Equation provided in document"""
return (radius_2)*((math.sin(azimuth_1)*math.sin(azimuth_2)*math.cos(colatitude_1-colatitude_2))
+math.cos(azimuth_1)*math.cos(azimuth_2))
# Compute radius 2
radius_2 = calculate_radius_2(azimuth_recon_1,colatitude_recon_1,azimuth_recon_2,colatitude_recon_2)
#Compute radius 1
radius_1 = calculate_radius_1(radius_2,azimuth_recon_1,colatitude_recon_1,azimuth_recon_2,colatitude_recon_2)
# Get the estimates
estimate_1 = np.array(spher2cart(radius_1,azimuth_recon_1,colatitude_recon_1))+ np.array(centroid_1)
estimate_2 = np.array(spher2cart(radius_2,azimuth_recon_2,colatitude_recon_2))+ np.array(centroid_2)
# Calculate the euclidean distance between them
dist = np.array(np.sqrt(np.einsum('i...,i...', (estimate_1 - estimate_2), (estimate_1 - estimate_2)))[:,np.newaxis])
# Compare the distance to this tolerance
if dist < tol:
if dist == 0:
return estimate_1, [], True
else:
return estimate_1, estimate_2, False
else:
return [], [], False
My question is two-fold:
Is there a faster and more accurate way to find the radii for both
points?
If so, how do I do it?
EDIT: I am thinking about just creating two numpy arrays of the two radii and then comparing them via numpy boolean logic. However, I would still be comparing them iteratively. Is there is a faster way to perform this comparison?
Use a kd-tree for such situations. It will easily look up the minimal distance:
def match(azimuth_recon_1,colatitude_recon_1,azimuth_recon_2, colatitude_recon_2,centriod_1,centroid_2):
cartesian_1 = np.array([np.cos(azimuth_recon_1)*np.sin(colatitude_recon_1),np.sin(azimuth_recon_1)*np.sin(colatitude_recon_1),np.cos(colatitude_recon_1)]) #[np.newaxis,:]

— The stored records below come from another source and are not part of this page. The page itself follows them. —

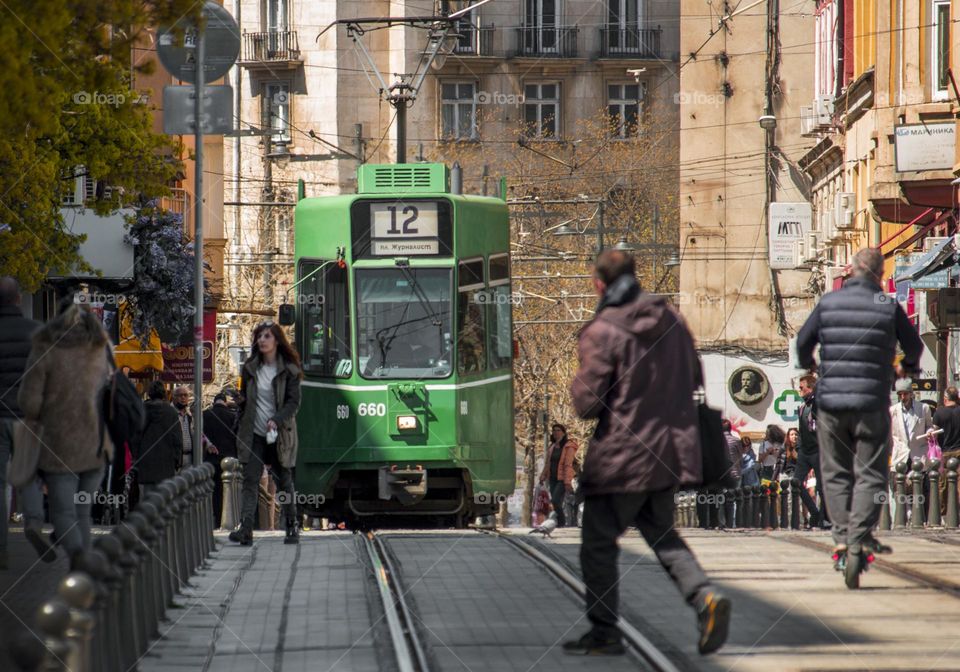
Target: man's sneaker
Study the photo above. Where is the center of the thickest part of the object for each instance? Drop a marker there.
(595, 644)
(242, 535)
(713, 616)
(43, 548)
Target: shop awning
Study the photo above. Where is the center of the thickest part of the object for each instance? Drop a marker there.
(942, 256)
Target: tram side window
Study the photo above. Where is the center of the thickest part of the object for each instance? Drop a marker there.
(471, 336)
(498, 312)
(325, 315)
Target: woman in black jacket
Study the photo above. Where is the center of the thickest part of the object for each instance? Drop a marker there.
(158, 453)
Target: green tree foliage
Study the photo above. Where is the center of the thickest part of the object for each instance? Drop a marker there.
(67, 102)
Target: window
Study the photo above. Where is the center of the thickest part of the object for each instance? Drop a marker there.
(403, 322)
(940, 63)
(324, 327)
(276, 108)
(499, 303)
(458, 111)
(541, 109)
(624, 103)
(471, 350)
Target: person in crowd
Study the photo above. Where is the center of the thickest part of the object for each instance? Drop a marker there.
(61, 390)
(770, 451)
(910, 420)
(558, 472)
(270, 389)
(947, 418)
(183, 402)
(638, 372)
(808, 453)
(749, 469)
(158, 453)
(218, 423)
(15, 342)
(857, 328)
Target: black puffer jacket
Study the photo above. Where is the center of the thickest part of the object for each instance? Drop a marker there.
(157, 455)
(15, 343)
(857, 327)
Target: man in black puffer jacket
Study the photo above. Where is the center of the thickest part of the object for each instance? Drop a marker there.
(857, 328)
(15, 342)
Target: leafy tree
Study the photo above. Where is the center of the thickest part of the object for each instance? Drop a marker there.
(66, 76)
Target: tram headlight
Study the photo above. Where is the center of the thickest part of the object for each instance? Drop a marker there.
(406, 423)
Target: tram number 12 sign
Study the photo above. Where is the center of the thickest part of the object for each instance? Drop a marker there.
(404, 228)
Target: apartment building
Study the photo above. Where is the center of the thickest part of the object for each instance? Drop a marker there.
(885, 157)
(745, 70)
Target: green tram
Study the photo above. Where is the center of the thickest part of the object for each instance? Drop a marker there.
(403, 322)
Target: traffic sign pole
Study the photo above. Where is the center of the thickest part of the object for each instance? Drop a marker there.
(198, 258)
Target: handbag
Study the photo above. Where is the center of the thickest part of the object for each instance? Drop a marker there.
(27, 443)
(717, 469)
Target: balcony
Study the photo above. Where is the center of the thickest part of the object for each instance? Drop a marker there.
(271, 50)
(630, 42)
(475, 41)
(547, 42)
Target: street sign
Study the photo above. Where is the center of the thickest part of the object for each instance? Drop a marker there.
(179, 110)
(221, 45)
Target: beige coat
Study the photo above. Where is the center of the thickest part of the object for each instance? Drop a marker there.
(61, 389)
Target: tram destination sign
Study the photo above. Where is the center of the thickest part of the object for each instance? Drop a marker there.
(404, 228)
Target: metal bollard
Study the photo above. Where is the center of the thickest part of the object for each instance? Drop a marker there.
(53, 620)
(900, 496)
(952, 464)
(933, 504)
(795, 486)
(885, 506)
(916, 506)
(112, 580)
(784, 492)
(78, 592)
(230, 517)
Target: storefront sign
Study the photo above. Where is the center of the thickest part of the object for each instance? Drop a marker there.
(789, 223)
(178, 358)
(924, 146)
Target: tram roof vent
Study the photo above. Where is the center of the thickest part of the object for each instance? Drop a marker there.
(411, 178)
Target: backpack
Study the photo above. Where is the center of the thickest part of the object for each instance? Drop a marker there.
(121, 408)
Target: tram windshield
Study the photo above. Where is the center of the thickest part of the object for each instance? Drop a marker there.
(403, 322)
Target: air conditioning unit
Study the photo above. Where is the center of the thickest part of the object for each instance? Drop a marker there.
(812, 247)
(823, 110)
(808, 121)
(845, 210)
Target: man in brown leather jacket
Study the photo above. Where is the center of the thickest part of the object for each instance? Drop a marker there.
(638, 372)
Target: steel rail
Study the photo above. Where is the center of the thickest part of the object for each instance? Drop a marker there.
(411, 656)
(635, 639)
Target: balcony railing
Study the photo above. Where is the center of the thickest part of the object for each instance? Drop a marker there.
(273, 46)
(631, 42)
(553, 42)
(475, 41)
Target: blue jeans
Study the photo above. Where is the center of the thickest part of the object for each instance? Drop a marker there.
(71, 496)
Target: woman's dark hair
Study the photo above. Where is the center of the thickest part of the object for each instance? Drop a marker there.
(283, 345)
(157, 390)
(775, 434)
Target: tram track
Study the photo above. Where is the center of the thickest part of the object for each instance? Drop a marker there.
(889, 566)
(409, 650)
(644, 650)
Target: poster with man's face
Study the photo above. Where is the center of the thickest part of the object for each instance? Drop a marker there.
(748, 386)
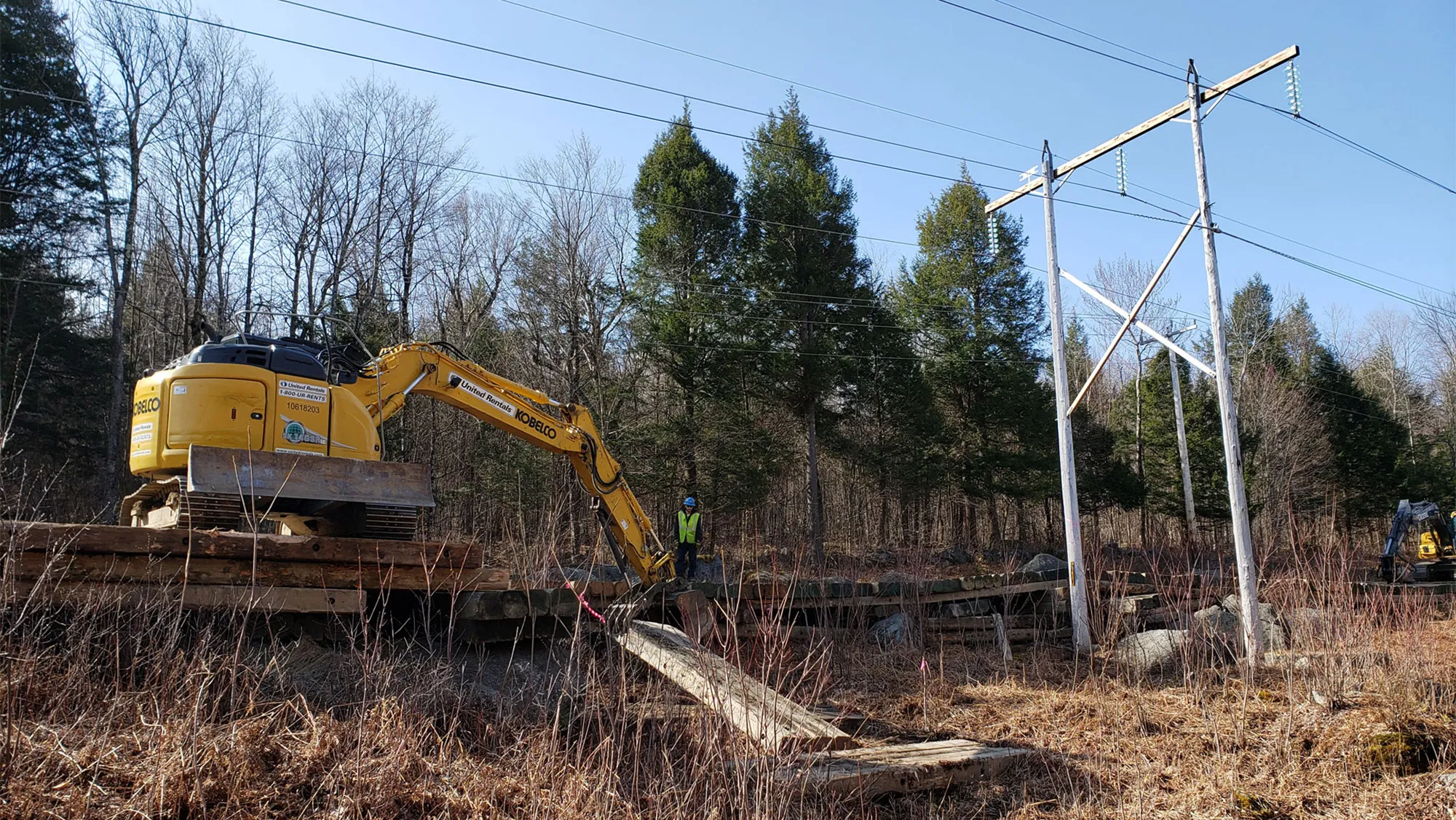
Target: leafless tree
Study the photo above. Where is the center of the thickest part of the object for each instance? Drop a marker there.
(139, 69)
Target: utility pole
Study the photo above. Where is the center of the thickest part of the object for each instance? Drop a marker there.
(1238, 502)
(1072, 521)
(1183, 448)
(1228, 414)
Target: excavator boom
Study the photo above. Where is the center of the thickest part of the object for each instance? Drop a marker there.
(253, 427)
(532, 416)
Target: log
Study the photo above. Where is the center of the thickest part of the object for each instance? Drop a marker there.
(896, 770)
(761, 713)
(264, 599)
(103, 540)
(269, 573)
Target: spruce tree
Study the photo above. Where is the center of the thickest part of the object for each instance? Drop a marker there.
(812, 293)
(981, 321)
(703, 438)
(49, 369)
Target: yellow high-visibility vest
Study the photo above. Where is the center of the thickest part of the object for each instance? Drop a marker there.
(687, 528)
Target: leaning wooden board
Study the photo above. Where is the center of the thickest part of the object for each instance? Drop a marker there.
(893, 770)
(761, 713)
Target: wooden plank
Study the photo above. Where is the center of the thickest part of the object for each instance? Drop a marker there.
(193, 596)
(318, 478)
(269, 573)
(1150, 125)
(896, 770)
(934, 598)
(753, 709)
(213, 544)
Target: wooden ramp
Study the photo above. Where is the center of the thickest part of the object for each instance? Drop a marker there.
(761, 713)
(885, 770)
(823, 758)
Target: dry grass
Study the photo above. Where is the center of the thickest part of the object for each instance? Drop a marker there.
(141, 711)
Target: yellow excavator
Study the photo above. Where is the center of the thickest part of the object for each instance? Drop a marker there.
(250, 429)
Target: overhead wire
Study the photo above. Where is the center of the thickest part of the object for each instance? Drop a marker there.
(598, 107)
(935, 122)
(502, 177)
(1184, 79)
(781, 79)
(656, 90)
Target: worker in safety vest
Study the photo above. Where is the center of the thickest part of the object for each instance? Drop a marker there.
(689, 537)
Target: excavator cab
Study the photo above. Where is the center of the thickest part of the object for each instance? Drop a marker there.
(1436, 550)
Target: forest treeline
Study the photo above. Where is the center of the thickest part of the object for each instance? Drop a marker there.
(730, 331)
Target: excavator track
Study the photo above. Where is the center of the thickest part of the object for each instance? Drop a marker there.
(168, 505)
(389, 522)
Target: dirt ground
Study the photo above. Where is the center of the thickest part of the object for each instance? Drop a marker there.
(113, 714)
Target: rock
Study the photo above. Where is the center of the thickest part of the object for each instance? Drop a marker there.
(1152, 650)
(598, 573)
(1272, 628)
(882, 559)
(1218, 623)
(1311, 626)
(893, 631)
(710, 570)
(1043, 563)
(966, 610)
(956, 556)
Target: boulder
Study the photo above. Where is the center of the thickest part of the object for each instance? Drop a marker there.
(893, 631)
(1043, 563)
(956, 556)
(882, 557)
(1218, 623)
(1152, 650)
(1272, 627)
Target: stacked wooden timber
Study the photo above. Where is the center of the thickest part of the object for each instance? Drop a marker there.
(815, 754)
(209, 569)
(225, 569)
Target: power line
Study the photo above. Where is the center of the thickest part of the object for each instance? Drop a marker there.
(656, 90)
(1052, 37)
(503, 177)
(1340, 139)
(871, 358)
(931, 120)
(703, 212)
(781, 79)
(599, 107)
(1330, 272)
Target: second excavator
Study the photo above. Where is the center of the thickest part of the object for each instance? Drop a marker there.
(250, 429)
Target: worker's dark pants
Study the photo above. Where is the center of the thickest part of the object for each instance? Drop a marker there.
(687, 563)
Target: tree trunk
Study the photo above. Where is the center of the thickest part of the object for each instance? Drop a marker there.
(816, 509)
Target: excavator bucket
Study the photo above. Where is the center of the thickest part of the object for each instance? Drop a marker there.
(223, 471)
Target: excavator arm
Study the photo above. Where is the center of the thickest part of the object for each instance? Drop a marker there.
(558, 427)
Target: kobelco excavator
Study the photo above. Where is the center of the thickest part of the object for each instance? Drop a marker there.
(248, 429)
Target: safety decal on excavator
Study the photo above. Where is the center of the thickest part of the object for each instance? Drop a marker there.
(486, 395)
(296, 433)
(302, 391)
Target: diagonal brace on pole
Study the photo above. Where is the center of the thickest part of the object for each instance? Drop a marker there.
(1132, 317)
(1144, 327)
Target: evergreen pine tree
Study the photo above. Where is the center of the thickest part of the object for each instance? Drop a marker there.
(704, 439)
(49, 371)
(812, 298)
(981, 327)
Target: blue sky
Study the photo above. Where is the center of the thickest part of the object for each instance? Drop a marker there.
(1380, 74)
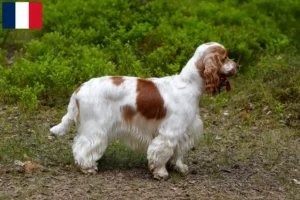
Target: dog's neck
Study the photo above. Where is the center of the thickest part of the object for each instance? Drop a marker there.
(190, 74)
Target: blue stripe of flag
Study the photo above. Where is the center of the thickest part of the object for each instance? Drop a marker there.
(8, 15)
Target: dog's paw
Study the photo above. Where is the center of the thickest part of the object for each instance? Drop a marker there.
(160, 174)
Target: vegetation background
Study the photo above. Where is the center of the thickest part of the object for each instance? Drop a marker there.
(259, 121)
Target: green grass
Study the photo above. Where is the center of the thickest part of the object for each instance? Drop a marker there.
(258, 146)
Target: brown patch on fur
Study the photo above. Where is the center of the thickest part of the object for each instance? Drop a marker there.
(78, 108)
(128, 113)
(149, 101)
(209, 66)
(117, 80)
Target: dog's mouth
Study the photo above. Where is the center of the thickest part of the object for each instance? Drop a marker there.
(223, 82)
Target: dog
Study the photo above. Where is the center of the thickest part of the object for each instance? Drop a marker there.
(157, 115)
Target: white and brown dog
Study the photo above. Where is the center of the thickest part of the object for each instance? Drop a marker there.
(157, 115)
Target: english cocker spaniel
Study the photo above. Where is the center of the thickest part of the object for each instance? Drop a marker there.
(157, 115)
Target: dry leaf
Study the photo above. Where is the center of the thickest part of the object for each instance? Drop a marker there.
(245, 116)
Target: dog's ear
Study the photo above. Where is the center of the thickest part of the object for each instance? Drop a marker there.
(209, 66)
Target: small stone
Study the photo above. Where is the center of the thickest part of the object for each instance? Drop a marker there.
(195, 162)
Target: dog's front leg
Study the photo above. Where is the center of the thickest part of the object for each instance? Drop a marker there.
(159, 152)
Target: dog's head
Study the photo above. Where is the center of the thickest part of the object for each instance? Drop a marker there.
(214, 66)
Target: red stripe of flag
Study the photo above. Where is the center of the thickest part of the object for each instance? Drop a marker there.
(35, 15)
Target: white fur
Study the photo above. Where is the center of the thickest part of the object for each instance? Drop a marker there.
(165, 140)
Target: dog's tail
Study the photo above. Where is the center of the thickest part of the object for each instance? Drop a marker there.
(69, 119)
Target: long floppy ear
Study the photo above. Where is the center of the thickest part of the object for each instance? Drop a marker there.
(209, 65)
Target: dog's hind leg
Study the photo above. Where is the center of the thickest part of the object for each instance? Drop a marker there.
(89, 146)
(159, 152)
(68, 120)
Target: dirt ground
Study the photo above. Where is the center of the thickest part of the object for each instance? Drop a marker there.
(238, 182)
(250, 160)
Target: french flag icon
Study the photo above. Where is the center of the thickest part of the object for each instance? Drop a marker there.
(21, 15)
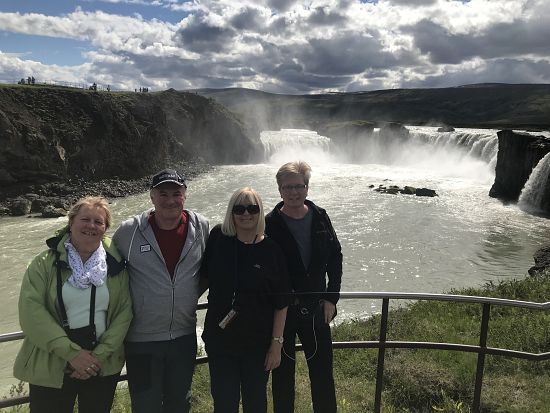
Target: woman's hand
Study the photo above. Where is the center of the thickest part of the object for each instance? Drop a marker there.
(273, 356)
(328, 311)
(85, 365)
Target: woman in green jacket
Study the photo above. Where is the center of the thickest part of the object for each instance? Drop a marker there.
(75, 309)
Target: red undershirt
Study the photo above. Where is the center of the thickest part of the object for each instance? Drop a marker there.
(170, 241)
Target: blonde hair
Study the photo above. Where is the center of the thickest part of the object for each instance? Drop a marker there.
(94, 202)
(294, 168)
(247, 195)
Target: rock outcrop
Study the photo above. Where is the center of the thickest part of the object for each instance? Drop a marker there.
(52, 134)
(518, 154)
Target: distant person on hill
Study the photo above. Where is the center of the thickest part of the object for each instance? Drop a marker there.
(247, 302)
(75, 310)
(312, 252)
(163, 247)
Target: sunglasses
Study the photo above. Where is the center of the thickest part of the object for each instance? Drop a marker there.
(252, 209)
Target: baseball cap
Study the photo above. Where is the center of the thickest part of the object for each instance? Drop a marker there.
(168, 175)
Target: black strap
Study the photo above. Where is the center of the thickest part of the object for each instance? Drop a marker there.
(65, 319)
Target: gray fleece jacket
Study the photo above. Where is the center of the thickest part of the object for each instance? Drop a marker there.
(164, 308)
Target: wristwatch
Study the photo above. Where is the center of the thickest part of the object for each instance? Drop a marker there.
(279, 340)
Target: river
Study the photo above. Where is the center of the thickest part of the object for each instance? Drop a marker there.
(398, 242)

cartesian_2 = np.array([np.cos(azimuth_recon_2)*np.sin(colatitude_recon_2),np.sin(azimuth_recon_2)*np.sin(colatitude_recon_2),np.cos(colatitude_recon_2)]) #[np.newaxis,:]
# Re-center them via adding the centroid
estimate_1 = r1*cartesian_1.T + np.array(centroid_1)[np.newaxis,:]
estimate_2 = r2*cartesian_2.T + np.array(centroid_2)[np.newaxis,:]
# Add them to the output list
n = estimate_1.shape[0]
outputs_list_1.append(estimate_1)
outputs_list_2.append(estimate_2)
# Reshape them so that they are in proper format
a = np.array(outputs_list_1).reshape(len(two_pair_mic_list)*n,3)
b = np.array(outputs_list_2).reshape(len(two_pair_mic_list)*n,3)
# Get the difference
c = a - b
# Put into a KDtree
tree = spatial.KDTree(c)
# Find the indices where the radius (distance between the points) is 3e-3 or less
indices = tree.query_ball_tree(3e-3)
This will output a list of the indices where the distance is 3e-3 or less. Now all you will have to do is use the list of indices with the estimate list to find the exact points. And there you have it, this will save you a lot of time and space!